A quoi pensait-il lorsqu'il choisit d'acheter et d'exposer le cliché argentique de Joël-Peter Witkin, « La fête des fous»? Le bien nommé « apôtre désagréable de la beauté » mêle étrangement, dans une nature morte, têtes de bébés, pieds, mains et grappes de raisin. L’œuvre de cet artiste américain, né en 1939, est remarquable par la singularité de son univers à la fois ténébreux et mélancolique.
Photo Joel-Peter Witkin « Feast of Fools » (La fête des fous), 1990. Epreuve gélatino-argentique 63x83 cm
L’idée farfelue nous surprend alors d’avoir été une puce dans la poche de la chemise blanche d’Antoine de Galbert pour assister à chacune de ses transactions avec les artistes ! Les petits tirages en noir et blanc de Marcel Bascoulard, se montrant en homme timide, habitant le Cher, sans prétention, mais habillé en femme, sont tout aussi déroutants. Peut-on considérer comme narrative ou minimaliste l'installation de Christian Boltanski, « Le cœur » ? Une ampoule toute seule clignote dans une grande salle noire. Tout est cette fois dans le son : les pulsations cardiaques à un haut niveau sonore ont quelque chose d'angoissant. Mais nous sourions quand-même à l'idée que lorsque l'achat de cette œuvre eut lieu en 2008 pour la Maison Rouge, Christian Boltanski, il constitue, à Londres, une base de données d'enregistrements de milliers de battements de cœurs à travers le monde. Son ambition formulée en 1969 ? « Garder une trace de tous les instants de notre vie ».

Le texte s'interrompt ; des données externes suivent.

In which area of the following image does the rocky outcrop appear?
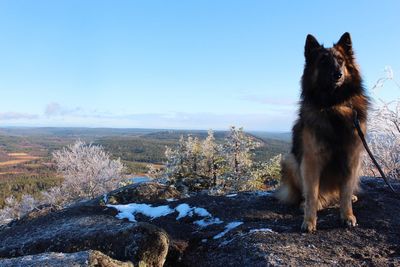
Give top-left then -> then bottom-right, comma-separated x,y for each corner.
0,203 -> 168,266
105,182 -> 181,204
0,250 -> 133,267
0,177 -> 399,266
0,183 -> 172,266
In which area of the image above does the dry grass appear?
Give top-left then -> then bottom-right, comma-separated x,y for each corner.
7,152 -> 29,157
0,153 -> 40,167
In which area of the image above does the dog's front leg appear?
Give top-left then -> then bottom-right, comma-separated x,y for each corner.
340,159 -> 360,227
340,181 -> 357,227
300,155 -> 320,232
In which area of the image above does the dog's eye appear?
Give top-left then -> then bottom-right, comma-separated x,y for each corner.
337,58 -> 344,65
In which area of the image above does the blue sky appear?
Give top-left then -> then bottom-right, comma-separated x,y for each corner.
0,1 -> 399,131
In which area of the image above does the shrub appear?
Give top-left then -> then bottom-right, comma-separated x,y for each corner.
51,140 -> 125,203
363,66 -> 400,179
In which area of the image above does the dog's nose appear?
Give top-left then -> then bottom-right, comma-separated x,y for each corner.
334,71 -> 343,80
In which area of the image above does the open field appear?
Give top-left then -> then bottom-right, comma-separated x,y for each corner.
0,153 -> 40,167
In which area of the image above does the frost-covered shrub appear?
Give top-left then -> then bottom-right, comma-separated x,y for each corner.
163,135 -> 213,192
250,154 -> 282,190
161,127 -> 266,193
40,186 -> 66,208
0,141 -> 125,225
0,196 -> 18,224
52,140 -> 125,202
364,101 -> 400,178
201,130 -> 225,186
220,127 -> 261,191
146,164 -> 164,179
0,194 -> 39,225
363,66 -> 400,179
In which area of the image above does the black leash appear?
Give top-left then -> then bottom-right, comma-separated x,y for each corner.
352,109 -> 397,193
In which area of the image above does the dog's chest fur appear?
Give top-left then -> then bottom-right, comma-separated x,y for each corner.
292,102 -> 364,178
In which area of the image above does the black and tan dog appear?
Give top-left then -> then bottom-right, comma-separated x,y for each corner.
277,33 -> 369,232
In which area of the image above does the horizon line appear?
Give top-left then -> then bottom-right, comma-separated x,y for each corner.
0,125 -> 290,133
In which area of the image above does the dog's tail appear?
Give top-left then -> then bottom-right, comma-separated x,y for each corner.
275,154 -> 302,205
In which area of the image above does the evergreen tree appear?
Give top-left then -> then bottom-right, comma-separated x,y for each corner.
223,126 -> 260,177
201,129 -> 222,186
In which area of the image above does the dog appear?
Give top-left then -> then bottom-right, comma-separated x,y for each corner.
276,32 -> 369,232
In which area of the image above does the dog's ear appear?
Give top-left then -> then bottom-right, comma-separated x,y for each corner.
305,34 -> 320,60
336,32 -> 353,55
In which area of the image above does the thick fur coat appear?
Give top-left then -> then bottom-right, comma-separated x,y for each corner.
277,32 -> 369,232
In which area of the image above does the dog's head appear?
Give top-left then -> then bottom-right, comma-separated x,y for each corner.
302,33 -> 362,106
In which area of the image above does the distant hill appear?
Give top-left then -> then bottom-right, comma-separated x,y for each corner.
0,127 -> 161,138
250,131 -> 292,142
0,127 -> 291,163
0,127 -> 291,140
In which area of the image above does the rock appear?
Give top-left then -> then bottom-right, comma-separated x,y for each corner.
0,204 -> 169,267
0,177 -> 399,266
98,182 -> 181,205
0,250 -> 133,267
181,177 -> 400,266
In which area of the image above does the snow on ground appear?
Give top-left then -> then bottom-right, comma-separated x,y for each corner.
175,203 -> 193,219
194,217 -> 223,228
193,207 -> 211,217
109,203 -> 252,242
249,228 -> 274,234
108,203 -> 174,222
213,221 -> 243,239
175,204 -> 213,220
225,193 -> 238,198
166,198 -> 177,202
109,202 -> 222,227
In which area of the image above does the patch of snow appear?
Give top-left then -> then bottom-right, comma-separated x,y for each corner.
110,202 -> 221,228
175,204 -> 212,220
175,203 -> 193,220
115,211 -> 136,222
108,203 -> 174,222
225,193 -> 237,197
249,228 -> 274,234
194,217 -> 223,228
166,198 -> 176,202
213,221 -> 243,239
138,204 -> 173,219
193,207 -> 211,217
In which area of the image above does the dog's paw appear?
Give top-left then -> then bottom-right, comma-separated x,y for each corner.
341,214 -> 357,228
301,219 -> 317,233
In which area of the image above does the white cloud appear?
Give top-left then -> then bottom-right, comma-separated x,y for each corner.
44,102 -> 62,116
44,102 -> 84,117
0,112 -> 38,120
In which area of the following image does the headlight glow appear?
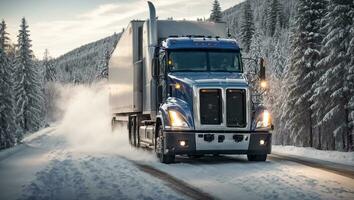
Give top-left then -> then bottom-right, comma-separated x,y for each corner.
168,110 -> 189,128
260,81 -> 267,88
263,110 -> 270,127
256,110 -> 271,128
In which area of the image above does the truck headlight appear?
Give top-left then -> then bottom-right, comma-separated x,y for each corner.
256,110 -> 271,128
168,110 -> 189,128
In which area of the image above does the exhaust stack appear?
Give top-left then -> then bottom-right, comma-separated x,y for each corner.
147,1 -> 157,47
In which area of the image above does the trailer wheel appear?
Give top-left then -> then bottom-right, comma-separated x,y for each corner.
135,116 -> 140,148
247,154 -> 267,161
128,116 -> 136,146
111,117 -> 117,132
156,125 -> 175,164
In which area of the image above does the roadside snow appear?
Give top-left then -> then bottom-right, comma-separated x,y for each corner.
272,145 -> 354,166
21,126 -> 56,144
0,126 -> 55,162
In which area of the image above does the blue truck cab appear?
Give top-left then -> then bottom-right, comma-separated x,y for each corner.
154,37 -> 271,163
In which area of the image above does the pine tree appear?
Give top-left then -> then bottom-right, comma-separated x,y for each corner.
286,0 -> 327,147
261,0 -> 269,35
267,0 -> 284,37
98,47 -> 110,79
0,46 -> 16,149
14,18 -> 43,137
43,49 -> 55,82
311,0 -> 353,150
0,19 -> 10,51
347,5 -> 354,151
240,0 -> 255,53
210,0 -> 223,22
0,19 -> 17,148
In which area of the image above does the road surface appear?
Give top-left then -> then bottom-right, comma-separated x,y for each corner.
0,127 -> 353,200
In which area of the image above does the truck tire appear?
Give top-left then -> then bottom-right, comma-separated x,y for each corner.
128,116 -> 136,146
156,125 -> 175,164
247,154 -> 267,161
135,116 -> 140,148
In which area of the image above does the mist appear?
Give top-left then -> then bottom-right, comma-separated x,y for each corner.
52,82 -> 156,162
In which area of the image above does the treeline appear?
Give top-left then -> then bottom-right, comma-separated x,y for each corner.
0,18 -> 119,150
0,18 -> 45,149
54,33 -> 120,84
219,0 -> 354,151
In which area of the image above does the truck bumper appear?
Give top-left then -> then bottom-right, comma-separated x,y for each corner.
163,130 -> 271,155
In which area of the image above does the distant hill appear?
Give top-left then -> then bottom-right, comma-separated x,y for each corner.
54,33 -> 121,83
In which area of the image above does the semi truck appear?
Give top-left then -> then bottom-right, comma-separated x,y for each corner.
109,1 -> 273,163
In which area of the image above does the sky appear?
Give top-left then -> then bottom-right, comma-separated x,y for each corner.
0,0 -> 243,58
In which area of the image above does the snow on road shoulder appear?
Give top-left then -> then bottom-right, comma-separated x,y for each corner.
21,125 -> 56,144
0,126 -> 56,161
272,145 -> 354,166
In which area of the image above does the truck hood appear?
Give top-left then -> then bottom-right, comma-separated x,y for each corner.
168,72 -> 248,87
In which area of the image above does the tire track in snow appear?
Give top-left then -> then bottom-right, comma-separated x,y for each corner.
269,154 -> 354,179
130,161 -> 215,200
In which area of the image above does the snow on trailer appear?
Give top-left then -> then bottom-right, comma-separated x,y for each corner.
109,1 -> 272,164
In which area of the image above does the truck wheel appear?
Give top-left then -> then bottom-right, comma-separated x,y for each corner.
156,125 -> 175,164
247,154 -> 267,161
135,116 -> 140,148
111,118 -> 117,132
128,116 -> 136,146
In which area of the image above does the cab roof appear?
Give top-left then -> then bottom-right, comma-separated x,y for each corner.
162,37 -> 240,50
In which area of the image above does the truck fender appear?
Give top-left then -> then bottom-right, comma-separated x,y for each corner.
158,97 -> 194,130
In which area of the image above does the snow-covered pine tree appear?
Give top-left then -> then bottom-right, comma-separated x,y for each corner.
14,18 -> 44,137
0,45 -> 16,149
347,5 -> 354,151
313,0 -> 353,151
43,49 -> 55,82
240,0 -> 255,53
0,20 -> 17,147
0,19 -> 10,51
210,0 -> 223,22
98,47 -> 110,79
266,0 -> 284,37
261,0 -> 269,35
286,0 -> 327,147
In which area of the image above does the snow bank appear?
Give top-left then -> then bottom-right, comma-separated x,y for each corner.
54,82 -> 156,162
272,145 -> 354,166
21,126 -> 56,144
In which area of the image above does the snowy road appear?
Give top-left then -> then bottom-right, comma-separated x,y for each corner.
1,127 -> 354,200
1,84 -> 353,200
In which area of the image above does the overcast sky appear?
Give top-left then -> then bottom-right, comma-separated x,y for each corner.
0,0 -> 243,58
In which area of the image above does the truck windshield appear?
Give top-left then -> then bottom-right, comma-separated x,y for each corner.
168,50 -> 242,72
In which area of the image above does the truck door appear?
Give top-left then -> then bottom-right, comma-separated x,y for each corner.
157,53 -> 167,106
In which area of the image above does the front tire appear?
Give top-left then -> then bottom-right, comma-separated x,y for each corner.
155,125 -> 175,164
247,154 -> 267,161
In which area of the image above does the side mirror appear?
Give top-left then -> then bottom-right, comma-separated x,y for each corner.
259,58 -> 266,81
152,57 -> 159,78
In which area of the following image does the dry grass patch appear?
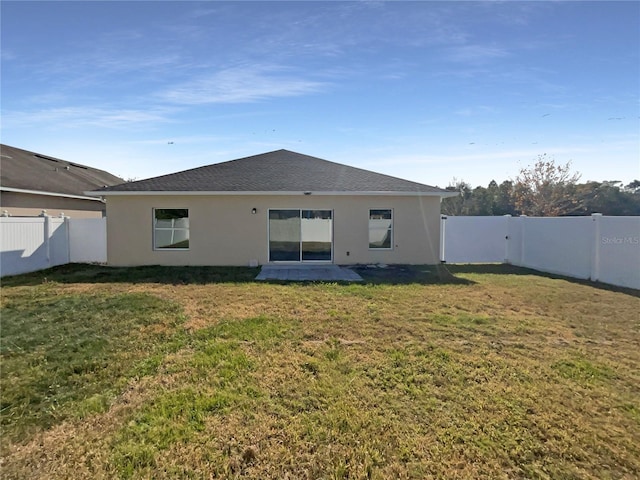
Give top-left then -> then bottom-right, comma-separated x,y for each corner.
1,264 -> 639,479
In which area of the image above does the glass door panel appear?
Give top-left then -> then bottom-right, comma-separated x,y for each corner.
269,210 -> 301,261
301,210 -> 332,261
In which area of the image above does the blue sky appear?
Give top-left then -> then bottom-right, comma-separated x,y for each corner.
2,1 -> 639,188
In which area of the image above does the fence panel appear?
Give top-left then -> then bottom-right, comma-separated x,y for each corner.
0,217 -> 48,276
1,216 -> 107,277
598,216 -> 640,290
69,217 -> 107,263
521,217 -> 592,279
50,218 -> 70,267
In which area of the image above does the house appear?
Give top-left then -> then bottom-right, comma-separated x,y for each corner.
0,144 -> 124,218
88,150 -> 457,266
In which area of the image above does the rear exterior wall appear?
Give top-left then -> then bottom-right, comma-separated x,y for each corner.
105,194 -> 442,266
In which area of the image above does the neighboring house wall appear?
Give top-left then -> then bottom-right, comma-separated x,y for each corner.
0,191 -> 105,218
106,194 -> 442,266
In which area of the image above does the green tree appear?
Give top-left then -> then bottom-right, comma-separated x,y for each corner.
496,180 -> 517,215
441,179 -> 473,216
441,169 -> 637,217
574,181 -> 640,215
624,180 -> 640,195
469,185 -> 491,215
442,179 -> 518,216
475,180 -> 517,215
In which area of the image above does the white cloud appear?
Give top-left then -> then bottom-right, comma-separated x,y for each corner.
158,64 -> 329,105
3,106 -> 175,129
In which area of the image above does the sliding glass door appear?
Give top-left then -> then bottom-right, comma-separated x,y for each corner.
269,209 -> 332,262
268,210 -> 301,261
302,210 -> 332,261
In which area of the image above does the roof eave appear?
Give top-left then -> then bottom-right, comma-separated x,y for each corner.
2,186 -> 106,202
86,190 -> 457,197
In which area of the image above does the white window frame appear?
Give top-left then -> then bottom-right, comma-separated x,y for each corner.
368,208 -> 393,250
153,208 -> 190,250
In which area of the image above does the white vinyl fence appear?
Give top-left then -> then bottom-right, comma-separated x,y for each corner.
441,214 -> 640,290
0,216 -> 106,277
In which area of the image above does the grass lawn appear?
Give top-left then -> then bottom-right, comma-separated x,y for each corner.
1,264 -> 639,479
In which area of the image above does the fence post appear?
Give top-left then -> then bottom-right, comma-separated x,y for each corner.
519,215 -> 527,267
503,214 -> 512,264
440,215 -> 447,262
63,215 -> 71,264
590,213 -> 602,282
40,210 -> 51,268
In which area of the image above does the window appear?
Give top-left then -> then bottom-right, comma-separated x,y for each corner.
154,209 -> 189,249
369,209 -> 392,249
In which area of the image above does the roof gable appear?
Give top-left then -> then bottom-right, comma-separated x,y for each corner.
0,144 -> 124,197
95,150 -> 449,195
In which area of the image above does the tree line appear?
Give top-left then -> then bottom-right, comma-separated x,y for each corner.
441,155 -> 640,217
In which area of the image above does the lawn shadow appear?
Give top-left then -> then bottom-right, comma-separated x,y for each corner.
348,264 -> 474,286
446,263 -> 640,297
2,263 -> 475,287
1,263 -> 260,287
7,263 -> 634,293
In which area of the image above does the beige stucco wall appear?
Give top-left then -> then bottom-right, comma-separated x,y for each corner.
105,194 -> 443,266
0,191 -> 105,218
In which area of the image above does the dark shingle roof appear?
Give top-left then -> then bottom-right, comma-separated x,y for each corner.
95,150 -> 448,194
1,144 -> 124,197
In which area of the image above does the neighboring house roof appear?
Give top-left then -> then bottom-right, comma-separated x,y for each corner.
91,149 -> 454,196
0,144 -> 124,200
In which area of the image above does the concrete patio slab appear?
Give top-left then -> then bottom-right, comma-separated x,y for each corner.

Christian Boltanski Le cœur, 2005 Installation ampoule et son Dimension variable
Chamboulés, nous passons sans transition au kitsch british. Le mannequin énorme et hideux de John Isaacs, gangrené par une usine proliférante, provoque plus de dégoût que d'empathie. Encore un choix radical et exaltant.
Photo John Isaacs Is More than This More Than this, 2001 Cire microcristalline, acier, verre, Peinture à l’huile, mousse latex, polystyrène 350x150x150 cm
Autre sensation avec les bâtisseurs de l'imaginaire et tout particulièrement avec l’immense panneau en relief d'Hema Upadhyay : une œuvre autobiographique traitant du rapport entre son corps et la mégapole, en l'occurrence Bombay (et non Mumbai, nom renié par les artistes contemporains et imposé par les intégristes hindouistes). Elle représente, avec des matériaux de récupération, le quartier de Dharavi, deuxième plus grand bidonville d'Asie. Alors qu'elle fut assassinée en 2015, à l'âge de 45 ans, dans des conditions troubles et sordides, ses tableaux-bidonvilles font désormais partie des œuvres majeures de l'art contemporain indien. Faisant partie de cette génération apparue à une époque cruciale pour l'Inde qui rompt avec l'économie socialiste pour se tourner vers l'économie de marché, elle a posé la question de la société indienne en pleine mutation. Hymne à l'inventivité de ses habitants, l'artiste qui, la première, s'est posée comme l'artiste de l'anthropocène dénonce les inégalités entre castes et les anfractuosités de cet urbanisme empirique.
Hema Upadhyay Mute Migration (Migration muette), 2008 Feuilles d’aluminium, ferraille, peinture émail, feuille de plastique, objets trouvés, joints, résine, éléments informatiques 245x612,5x38 cm
Qualifié parfois de collectionneur marginal ou même de "collectionneur de matière grise", Antoine de Galbert propose à Grenoble une douce radicalité qui rassemble des artistes hors normes ou émergents, côtoyant les grandes figures de l'art contemporain. Il est émouvant de voir avec quelle liberté il a su construire son empire des sens comme un tour du monde réjouissant aux mille et un chemins possibles. Pour lui, il s’agit simplement d’« une luxueuse et douce thérapie. Ce n'est pas moi, ce sont les œuvres qui m'ont choisi », affirme-t-il simplement, abordant ainsi avec une subjectivité assumée des trajectoires de vie d'artistes qu'il fait siennes.